Saturday, May 23, 2009

My Cherry Tree

There's a tree in my front yard, that is so amazingly beautiful, I think I would have bought my house based on that tree alone. I've been waiting and waiting for this tree to finally bloom, spring has come to all the rest but our tree has been holding out. But in the last few days, it finally has come to life and its amazing. At this moment, as I type, I keep looking over my shoulder out the window to admire the cloud of deep pink flowers it has become. It smells great too, the breeze keeps carrying in wafts of its gorgeous flowery smell to me, I love this tree, a lot. But, its a cherry tree, and like all cherry trees, this period of incredibly beauty is very brief. Soon, the flowers will wilt and the petals will fall to the ground and the for the rest of the year my amazing tree is just a tree, with dark leaves and kinky, winding branches. It buds, it flowers, it becomes captivating and beautiful, then its beauty fades away. Such is life right? Precisely.

My cherry tree inspired me when it came time to get a tattoo to memorialize Everett. We had felt very strongly that getting tattoos for him was something we needed to do, to make him present always, and to keep him and his precious little life always in the front of our memories. But, how would we personalize these tattoos, to make them really relevant and convey just how much Everett touched us, and who he was. We decided on getting his foot prints, and as I designed my tattoo, I chose have his feet being showered in falling cherry blossoms. Very fitting I think. Cherry blossoms remind us of the fragility and transience of life. Everett's life is a perfect example of this. He was born, he was beautiful and breath taking and then he was gone. His life was like a cherry blossom, amazing, awe inspiring, and painfully short.
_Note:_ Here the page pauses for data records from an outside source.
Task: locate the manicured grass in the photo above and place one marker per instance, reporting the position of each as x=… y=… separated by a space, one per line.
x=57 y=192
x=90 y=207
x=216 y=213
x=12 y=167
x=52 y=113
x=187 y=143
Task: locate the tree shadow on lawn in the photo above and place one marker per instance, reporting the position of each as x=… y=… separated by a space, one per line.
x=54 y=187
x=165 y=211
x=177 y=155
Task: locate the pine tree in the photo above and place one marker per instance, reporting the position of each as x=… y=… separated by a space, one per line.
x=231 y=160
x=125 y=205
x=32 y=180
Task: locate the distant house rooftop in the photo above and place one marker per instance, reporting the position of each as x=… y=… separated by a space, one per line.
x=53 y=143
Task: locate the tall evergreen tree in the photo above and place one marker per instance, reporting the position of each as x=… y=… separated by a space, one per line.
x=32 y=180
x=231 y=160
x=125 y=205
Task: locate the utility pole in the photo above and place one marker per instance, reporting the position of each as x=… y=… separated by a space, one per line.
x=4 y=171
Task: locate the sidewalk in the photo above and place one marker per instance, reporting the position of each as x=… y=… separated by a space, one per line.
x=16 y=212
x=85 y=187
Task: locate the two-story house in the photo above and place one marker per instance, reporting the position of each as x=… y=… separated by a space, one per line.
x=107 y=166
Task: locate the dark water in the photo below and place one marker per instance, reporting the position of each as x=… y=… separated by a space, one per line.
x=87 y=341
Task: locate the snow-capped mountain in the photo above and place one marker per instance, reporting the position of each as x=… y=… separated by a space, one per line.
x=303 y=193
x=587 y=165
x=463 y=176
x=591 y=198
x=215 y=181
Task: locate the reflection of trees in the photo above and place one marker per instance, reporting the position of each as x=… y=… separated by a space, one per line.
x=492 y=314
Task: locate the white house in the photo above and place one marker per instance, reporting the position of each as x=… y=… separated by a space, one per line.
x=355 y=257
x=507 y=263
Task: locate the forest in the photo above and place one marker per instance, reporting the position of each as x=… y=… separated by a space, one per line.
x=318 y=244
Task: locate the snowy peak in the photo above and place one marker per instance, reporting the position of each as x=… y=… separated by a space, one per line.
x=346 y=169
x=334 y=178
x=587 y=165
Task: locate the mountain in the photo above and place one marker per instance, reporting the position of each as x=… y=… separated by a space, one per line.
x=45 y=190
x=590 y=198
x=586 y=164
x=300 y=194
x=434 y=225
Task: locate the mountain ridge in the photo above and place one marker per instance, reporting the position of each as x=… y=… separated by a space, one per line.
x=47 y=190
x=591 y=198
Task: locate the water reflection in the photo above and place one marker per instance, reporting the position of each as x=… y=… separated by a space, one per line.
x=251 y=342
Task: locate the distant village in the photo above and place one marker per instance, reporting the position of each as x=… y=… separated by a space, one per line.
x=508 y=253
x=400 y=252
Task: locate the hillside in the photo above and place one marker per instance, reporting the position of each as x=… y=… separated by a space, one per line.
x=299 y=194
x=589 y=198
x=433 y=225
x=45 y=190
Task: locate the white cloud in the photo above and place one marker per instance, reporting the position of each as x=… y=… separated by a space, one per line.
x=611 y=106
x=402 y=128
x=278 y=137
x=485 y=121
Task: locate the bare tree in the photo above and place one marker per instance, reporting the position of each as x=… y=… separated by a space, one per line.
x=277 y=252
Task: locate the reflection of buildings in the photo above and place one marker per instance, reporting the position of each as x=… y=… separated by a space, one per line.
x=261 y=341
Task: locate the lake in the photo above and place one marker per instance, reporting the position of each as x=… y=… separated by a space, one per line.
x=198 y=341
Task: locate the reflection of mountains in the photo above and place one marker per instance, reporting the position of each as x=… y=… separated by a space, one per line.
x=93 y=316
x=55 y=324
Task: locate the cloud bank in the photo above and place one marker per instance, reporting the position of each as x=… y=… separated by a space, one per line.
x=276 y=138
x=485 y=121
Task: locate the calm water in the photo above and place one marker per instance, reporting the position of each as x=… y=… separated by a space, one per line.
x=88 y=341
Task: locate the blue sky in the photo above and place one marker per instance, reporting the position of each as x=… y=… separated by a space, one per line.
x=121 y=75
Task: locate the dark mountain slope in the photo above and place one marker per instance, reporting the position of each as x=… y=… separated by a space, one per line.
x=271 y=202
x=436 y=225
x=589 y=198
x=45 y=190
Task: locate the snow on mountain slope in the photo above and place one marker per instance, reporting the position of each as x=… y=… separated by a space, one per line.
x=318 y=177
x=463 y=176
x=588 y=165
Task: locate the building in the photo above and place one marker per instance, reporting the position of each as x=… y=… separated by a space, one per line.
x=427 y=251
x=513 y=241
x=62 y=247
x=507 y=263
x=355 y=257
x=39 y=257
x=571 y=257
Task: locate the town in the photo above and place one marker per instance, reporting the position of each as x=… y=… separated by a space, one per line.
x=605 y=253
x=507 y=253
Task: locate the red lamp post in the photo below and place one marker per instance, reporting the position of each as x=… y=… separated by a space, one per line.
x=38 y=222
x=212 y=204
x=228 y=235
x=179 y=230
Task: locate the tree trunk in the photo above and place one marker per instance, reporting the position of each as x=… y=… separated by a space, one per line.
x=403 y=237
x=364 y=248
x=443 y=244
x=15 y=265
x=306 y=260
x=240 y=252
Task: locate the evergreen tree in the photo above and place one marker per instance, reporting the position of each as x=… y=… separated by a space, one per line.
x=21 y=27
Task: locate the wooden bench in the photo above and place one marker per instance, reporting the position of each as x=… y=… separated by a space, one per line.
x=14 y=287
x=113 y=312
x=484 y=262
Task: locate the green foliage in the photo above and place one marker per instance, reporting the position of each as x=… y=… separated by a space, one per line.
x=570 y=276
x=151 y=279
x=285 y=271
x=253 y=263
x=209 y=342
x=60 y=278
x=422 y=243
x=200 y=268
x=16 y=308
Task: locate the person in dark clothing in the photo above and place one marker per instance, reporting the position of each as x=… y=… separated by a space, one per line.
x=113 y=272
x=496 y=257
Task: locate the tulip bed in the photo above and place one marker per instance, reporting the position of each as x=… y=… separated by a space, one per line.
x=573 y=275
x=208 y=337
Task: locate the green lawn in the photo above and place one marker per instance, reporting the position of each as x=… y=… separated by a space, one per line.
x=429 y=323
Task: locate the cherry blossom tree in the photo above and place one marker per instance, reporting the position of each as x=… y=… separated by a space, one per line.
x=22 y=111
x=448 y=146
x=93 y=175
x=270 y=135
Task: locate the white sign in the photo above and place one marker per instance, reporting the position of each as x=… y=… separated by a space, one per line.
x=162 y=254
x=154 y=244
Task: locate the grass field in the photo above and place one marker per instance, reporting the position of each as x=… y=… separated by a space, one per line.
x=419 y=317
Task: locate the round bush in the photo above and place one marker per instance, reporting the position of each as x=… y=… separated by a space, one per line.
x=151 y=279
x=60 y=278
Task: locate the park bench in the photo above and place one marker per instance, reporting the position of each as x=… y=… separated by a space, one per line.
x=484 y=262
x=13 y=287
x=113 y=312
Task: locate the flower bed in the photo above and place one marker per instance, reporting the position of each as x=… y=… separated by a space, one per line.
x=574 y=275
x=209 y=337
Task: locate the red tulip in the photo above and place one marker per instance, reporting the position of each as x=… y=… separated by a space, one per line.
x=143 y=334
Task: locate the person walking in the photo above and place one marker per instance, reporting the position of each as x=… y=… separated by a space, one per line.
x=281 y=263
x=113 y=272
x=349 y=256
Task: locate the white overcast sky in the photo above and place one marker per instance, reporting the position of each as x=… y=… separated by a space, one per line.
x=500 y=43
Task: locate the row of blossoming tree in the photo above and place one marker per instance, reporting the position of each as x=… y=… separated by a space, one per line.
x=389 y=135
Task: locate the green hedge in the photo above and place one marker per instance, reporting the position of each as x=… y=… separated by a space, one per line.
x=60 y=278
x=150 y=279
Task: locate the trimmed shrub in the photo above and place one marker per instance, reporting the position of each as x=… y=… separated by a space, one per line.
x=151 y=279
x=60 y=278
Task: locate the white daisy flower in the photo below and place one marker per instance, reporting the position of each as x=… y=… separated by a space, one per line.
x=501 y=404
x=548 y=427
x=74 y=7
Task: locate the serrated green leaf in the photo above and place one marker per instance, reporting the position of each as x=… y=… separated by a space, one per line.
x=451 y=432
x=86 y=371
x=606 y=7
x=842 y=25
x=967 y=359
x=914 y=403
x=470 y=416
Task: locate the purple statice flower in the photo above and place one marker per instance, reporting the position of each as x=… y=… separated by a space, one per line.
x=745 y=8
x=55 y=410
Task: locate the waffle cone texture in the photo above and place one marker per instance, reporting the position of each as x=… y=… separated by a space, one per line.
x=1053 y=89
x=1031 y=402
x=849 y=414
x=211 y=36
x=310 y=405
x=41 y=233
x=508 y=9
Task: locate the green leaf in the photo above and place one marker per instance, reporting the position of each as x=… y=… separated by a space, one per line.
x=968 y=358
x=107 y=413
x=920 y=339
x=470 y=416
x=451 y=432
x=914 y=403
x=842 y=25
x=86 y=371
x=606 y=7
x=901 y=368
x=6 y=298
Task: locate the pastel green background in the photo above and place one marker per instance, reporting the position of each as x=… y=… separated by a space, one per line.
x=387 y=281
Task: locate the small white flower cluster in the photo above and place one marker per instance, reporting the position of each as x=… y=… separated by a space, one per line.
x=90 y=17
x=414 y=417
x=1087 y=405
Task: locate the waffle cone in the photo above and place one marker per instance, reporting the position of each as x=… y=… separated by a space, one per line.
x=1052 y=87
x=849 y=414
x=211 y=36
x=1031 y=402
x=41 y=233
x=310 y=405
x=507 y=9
Here's my tattoo, little life sized feet, and gently falling cherry blossoms and petals. Picture them falling from the tree to the ground, their brief time to shine is over, but everyone always remembers how beautiful cherry blossoms are. People are drawn to them, they visit orchards filled with flowering cherry trees, artists paint them, photographers take pictures of them, tattoo artists have tattooed many with their small and lovely flowers. It would appear that cherry blossoms are universally beautiful and widely loved. So, I don't mind likening my baby to them one bit.


Here are some pictures I took of my tree yesterday. I took dozens, up close, far away, any way you look at it, they're just plain beautiful. I may frame one or two of these to hang on a wall. Maybe they'll keep us mindful that life is short and sweet, its beautiful while we have it, but soon enough, its gone (like anyone living in MY house needs reminding of how fleeting life is).




Also, maybe they can remind us of something else, about seasons of life. Sure, cherry blossoms wilt and die and fall to the ground, the tree becomes plain and average, and in the winter its darn right ugly with sharp black branches in awkward angles, but, spring comes again. After the harsh winter passes, spring brings buds back to this tree, and before we know it, its full of amazing blooms, thick and clustered and plentiful. Just like my gorgeous cherry tree, life has seasons of ugly and average, of discontent and pain, but, sure enough, spring comes again and beauty fills our lives, happiness, joy and contentment come back around. Life cycles through these seasons over and over, some are longer then others, some shorter, but we can always rest assured that winters of grief and discontent will be replaced with springtimes full of blessings and joy, we just need to be patient and wait.

Katie

1 comment:

  1. This is a beautiful tribute to your son. I also have a tattoo for my son that passed the same day he was born. I am sorry for your loss and am touched by your decision to memorialize him in the way that you did.